Some future missions with a dust instrument in the Sun-Earth Lagrange points are already planned: (1) the Korean L4 mission concept (launch date in 2035) will be observing the West-limb of the Sun from the Lagrange point L4 and at an inclination of 14 degrees. It accommodates a dust instrument package on the ram side of the spacecraft that will include a compositional analyser, velocity grid, and a nanodust detector. At Earth distance, the Lunar Gateway is planned to be equipped with a dust package (Active Sensors for Telemetry of ExtrateRrestrial Impactors at Gateway, ASTERIA) for which a Phase AB study will be conducted, starting in 2025. Also at L1, the NASA mission IMAP (launch in 2025) will carry a dust compositional analyser, although it lacks a velocity grid.

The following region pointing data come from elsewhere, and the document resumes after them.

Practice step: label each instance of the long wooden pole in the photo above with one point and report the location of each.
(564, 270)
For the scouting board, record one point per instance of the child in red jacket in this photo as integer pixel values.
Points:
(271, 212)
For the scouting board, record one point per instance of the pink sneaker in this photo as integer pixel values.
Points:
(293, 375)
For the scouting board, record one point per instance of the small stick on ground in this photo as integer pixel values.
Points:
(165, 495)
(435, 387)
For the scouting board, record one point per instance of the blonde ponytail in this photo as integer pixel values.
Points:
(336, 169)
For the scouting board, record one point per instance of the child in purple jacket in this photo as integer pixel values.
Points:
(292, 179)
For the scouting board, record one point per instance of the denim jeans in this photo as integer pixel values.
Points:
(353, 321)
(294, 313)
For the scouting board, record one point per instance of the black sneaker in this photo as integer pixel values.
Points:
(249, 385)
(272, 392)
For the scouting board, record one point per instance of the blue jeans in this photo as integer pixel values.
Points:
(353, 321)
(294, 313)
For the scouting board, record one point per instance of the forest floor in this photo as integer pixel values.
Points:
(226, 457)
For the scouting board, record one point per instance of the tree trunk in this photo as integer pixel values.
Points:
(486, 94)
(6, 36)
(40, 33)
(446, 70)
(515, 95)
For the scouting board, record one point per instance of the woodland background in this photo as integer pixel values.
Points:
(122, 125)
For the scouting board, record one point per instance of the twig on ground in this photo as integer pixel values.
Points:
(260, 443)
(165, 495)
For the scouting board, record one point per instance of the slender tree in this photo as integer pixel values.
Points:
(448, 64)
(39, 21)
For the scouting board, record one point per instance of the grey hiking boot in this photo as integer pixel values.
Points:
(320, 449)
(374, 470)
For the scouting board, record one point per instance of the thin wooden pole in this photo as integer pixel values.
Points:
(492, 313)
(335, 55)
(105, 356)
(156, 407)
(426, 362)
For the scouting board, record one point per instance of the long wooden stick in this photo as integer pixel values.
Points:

In this talk we review the synergies between dust and heliospheric science and elaborate on the science case for dust and plasma measurements at the Sun-Earth Lagrange points. We focus in particular on the L4 mission and the Lunar Gateway dust instrument science, how these are complementary to the plasma wave antenna dust impact data, and argue for simultaneous dust measurements from the Lagrange point L3.